Mistral Large 3
Mistral AI · Mistral Large
Mistral's flagship European multimodal model with long context and competitive enterprise API economics.
Overview
Freshness note: Model capabilities, limits, and pricing can change quickly. This profile is a point-in-time snapshot last verified on February 15, 2026.
Mistral Large 3 is Mistral AI’s flagship large model for enterprise-grade assistant and agent workloads. It is a key European option for teams that want strong capability with EU-aligned vendor strategy and cost structures.
In Mistral’s lineup, Large 3 is the high-capability endpoint, while smaller variants focus on latency and cost efficiency.
Capabilities
Mistral Large 3 is especially strong for:
- Long-context language tasks over large documentation sets.
- Tool and function-calling workflows in production assistants.
- Multimodal interactions, including text-image style workflows.
- Structured enterprise tasks: extraction, synthesis, and procedural guidance.
- Cost-sensitive high-quality generation compared with some frontier-priced alternatives.
It is often used as a “quality tier” in routing setups with Mistral Medium/Small handling bulk traffic.
Technical Details
Mistral model APIs publish:
- 256K max context length for the Large 3 model card.

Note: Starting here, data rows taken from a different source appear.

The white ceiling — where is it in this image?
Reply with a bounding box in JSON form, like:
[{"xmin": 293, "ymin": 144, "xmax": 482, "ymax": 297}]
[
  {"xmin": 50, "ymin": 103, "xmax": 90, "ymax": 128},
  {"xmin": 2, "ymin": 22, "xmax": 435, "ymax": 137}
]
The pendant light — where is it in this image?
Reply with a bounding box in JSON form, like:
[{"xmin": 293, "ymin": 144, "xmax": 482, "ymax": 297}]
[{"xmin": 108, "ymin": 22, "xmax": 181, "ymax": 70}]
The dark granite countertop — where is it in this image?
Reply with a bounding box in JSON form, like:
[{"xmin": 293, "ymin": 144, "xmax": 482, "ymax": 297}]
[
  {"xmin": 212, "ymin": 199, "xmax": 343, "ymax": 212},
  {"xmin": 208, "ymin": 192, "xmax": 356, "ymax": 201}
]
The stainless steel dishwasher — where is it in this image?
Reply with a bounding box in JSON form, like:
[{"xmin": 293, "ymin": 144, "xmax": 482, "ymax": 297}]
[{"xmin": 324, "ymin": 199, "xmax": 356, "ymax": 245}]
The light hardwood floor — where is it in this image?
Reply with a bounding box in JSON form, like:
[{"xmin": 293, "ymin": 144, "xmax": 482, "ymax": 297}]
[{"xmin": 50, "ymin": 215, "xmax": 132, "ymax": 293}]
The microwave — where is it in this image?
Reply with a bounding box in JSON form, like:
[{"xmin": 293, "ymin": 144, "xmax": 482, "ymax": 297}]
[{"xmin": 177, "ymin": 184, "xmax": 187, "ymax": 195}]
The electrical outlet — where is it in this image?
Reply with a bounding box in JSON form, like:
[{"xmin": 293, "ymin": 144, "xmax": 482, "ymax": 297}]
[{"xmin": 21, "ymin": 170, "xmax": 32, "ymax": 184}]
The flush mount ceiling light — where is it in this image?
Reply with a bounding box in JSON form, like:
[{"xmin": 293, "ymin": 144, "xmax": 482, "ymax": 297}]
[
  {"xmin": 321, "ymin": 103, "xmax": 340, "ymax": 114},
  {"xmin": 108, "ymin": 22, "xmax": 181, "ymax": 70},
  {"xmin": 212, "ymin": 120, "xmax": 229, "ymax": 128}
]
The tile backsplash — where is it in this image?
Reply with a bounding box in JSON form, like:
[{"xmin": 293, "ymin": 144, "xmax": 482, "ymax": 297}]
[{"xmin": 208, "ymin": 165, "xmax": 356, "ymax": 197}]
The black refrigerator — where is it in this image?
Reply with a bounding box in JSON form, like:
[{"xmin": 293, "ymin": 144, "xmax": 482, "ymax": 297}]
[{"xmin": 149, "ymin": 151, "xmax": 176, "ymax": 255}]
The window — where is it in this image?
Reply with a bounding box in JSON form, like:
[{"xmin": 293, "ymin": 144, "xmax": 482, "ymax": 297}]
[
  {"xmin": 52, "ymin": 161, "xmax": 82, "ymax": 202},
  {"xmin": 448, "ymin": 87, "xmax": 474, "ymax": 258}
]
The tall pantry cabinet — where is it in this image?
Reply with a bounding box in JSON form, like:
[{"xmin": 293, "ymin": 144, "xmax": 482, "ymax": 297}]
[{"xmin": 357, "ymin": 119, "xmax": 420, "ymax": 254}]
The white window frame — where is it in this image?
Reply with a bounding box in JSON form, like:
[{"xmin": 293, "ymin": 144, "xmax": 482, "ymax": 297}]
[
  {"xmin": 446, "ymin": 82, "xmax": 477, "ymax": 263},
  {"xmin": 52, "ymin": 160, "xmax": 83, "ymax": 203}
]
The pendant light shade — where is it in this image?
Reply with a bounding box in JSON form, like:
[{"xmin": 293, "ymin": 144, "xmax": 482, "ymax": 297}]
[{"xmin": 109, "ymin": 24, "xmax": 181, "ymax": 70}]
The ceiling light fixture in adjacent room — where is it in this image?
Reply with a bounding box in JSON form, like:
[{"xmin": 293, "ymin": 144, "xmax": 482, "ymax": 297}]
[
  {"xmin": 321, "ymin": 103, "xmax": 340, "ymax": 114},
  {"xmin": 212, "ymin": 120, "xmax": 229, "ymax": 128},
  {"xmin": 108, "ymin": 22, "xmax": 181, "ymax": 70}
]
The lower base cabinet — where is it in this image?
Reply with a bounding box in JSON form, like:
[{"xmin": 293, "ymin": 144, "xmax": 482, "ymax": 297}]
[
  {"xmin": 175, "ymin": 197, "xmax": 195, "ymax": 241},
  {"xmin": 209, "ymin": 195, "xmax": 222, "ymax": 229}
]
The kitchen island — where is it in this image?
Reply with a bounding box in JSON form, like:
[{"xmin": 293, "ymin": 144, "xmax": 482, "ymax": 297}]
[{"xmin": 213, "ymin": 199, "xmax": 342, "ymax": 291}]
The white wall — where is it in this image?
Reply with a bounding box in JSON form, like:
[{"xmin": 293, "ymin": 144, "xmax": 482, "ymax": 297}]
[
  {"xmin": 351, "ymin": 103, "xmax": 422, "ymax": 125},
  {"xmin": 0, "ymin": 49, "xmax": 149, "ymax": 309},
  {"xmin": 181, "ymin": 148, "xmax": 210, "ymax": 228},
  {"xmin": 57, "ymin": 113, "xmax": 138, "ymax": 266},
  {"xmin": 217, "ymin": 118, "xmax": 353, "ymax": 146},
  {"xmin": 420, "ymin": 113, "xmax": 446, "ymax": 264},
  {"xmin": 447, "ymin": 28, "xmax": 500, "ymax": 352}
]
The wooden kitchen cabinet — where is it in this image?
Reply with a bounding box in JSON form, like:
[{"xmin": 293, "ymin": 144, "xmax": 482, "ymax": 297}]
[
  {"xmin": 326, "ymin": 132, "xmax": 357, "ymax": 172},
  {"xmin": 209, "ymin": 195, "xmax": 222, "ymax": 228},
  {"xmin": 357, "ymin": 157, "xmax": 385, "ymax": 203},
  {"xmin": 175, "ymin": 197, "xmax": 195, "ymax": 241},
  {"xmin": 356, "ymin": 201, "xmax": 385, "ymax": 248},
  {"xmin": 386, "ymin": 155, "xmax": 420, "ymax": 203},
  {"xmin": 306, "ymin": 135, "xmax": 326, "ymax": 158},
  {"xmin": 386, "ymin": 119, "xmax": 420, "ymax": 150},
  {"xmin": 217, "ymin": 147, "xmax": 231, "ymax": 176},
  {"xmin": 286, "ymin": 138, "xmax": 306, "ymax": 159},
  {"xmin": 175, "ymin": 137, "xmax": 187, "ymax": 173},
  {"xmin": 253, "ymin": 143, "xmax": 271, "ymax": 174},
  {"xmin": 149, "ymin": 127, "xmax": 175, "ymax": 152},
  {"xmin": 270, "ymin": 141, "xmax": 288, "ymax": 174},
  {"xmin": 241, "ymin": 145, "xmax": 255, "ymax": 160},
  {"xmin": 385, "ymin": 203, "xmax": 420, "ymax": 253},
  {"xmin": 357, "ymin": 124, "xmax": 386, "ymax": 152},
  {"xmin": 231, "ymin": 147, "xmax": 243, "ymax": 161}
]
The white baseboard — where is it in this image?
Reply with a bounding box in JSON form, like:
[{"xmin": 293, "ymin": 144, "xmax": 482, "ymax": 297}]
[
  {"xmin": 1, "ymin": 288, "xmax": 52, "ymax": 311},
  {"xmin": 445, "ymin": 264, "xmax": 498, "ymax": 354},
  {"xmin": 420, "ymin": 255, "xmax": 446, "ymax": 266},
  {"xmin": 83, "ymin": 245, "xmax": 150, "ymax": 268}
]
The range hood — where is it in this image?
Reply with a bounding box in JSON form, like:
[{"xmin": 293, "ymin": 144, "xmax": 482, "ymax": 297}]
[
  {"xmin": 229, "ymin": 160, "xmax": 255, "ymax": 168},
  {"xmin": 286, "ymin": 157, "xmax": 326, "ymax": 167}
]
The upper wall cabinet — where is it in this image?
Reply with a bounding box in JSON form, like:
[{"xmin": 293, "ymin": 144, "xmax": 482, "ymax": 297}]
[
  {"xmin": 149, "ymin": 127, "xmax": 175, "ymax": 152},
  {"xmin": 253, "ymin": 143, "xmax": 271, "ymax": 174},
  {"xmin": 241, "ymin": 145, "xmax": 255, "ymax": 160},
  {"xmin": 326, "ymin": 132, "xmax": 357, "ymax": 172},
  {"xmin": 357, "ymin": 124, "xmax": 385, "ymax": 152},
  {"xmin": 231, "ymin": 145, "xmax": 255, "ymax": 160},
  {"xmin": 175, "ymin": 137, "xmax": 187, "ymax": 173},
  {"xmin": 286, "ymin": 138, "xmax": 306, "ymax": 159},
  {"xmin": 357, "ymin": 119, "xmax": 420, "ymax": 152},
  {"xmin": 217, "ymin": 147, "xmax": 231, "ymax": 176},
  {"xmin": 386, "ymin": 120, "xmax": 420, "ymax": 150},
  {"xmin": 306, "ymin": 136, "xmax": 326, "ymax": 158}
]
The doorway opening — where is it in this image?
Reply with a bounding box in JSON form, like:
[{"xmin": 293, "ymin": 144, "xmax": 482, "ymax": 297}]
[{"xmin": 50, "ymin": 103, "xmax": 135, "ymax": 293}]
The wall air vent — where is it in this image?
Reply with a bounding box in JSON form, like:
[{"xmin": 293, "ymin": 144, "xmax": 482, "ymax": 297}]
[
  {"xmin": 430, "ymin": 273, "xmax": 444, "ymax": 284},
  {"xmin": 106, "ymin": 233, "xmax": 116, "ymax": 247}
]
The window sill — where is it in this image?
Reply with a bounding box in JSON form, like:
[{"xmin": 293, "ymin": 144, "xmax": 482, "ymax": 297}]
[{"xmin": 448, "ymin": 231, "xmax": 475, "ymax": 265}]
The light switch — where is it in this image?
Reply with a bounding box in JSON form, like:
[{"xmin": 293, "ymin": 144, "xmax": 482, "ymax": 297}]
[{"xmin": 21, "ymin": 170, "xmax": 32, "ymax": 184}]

- Native support for modern chat/completions-style orchestration patterns.
- Strong compatibility with function-calling tool ecosystems.
Mistral’s published model card emphasizes max context length rather than always exposing a separate max-generation ceiling per model. For consistency in this profile schema, maxOutput reflects that published upper-bound context limit.
For teams with strict governance requirements, version pinning and automated regression checks are still important because model aliases can shift behavior over time.
Pricing & Access
Mistral platform pricing for Large 3 (per 1M tokens):
- Input: $0.50
- Output: $1.50
Access options:
- Mistral API (La Plateforme)
- Cloud and enterprise integration paths (including major cloud partners)
At this pricing level, Large 3 can be an attractive default high-capability model for many enterprise workloads that cannot sustain higher frontier token costs.
Best Use Cases
Choose Mistral Large 3 for:
- Enterprise assistants with strict cost-performance constraints.
- EU-oriented deployments requiring strong regional vendor alignment.
- Tool-heavy workflows with structured output requirements.
- Long-context analysis where 256K capacity is operationally useful.
It is less ideal when you need the absolute latest frontier benchmark peak regardless of spend. It is also less ideal for minimal-complexity chat where smaller Mistral variants can deliver similar user value at significantly lower latency and cost.
Comparisons
- GPT-5 (OpenAI): GPT-5 often leads in top-end frontier capability breadth; Mistral Large 3 is frequently more cost-favorable for enterprise throughput.
- Claude Opus 4.6 (Anthropic): Opus is premium and highly capable on hard reasoning; Mistral offers a strong value proposition with lower token rates.
- Gemini 3 Pro Preview (Google): Gemini has broader native multimodal span and 1M+ context; Mistral Large 3 is simpler to position as a cost-efficient high-capability EU alternative.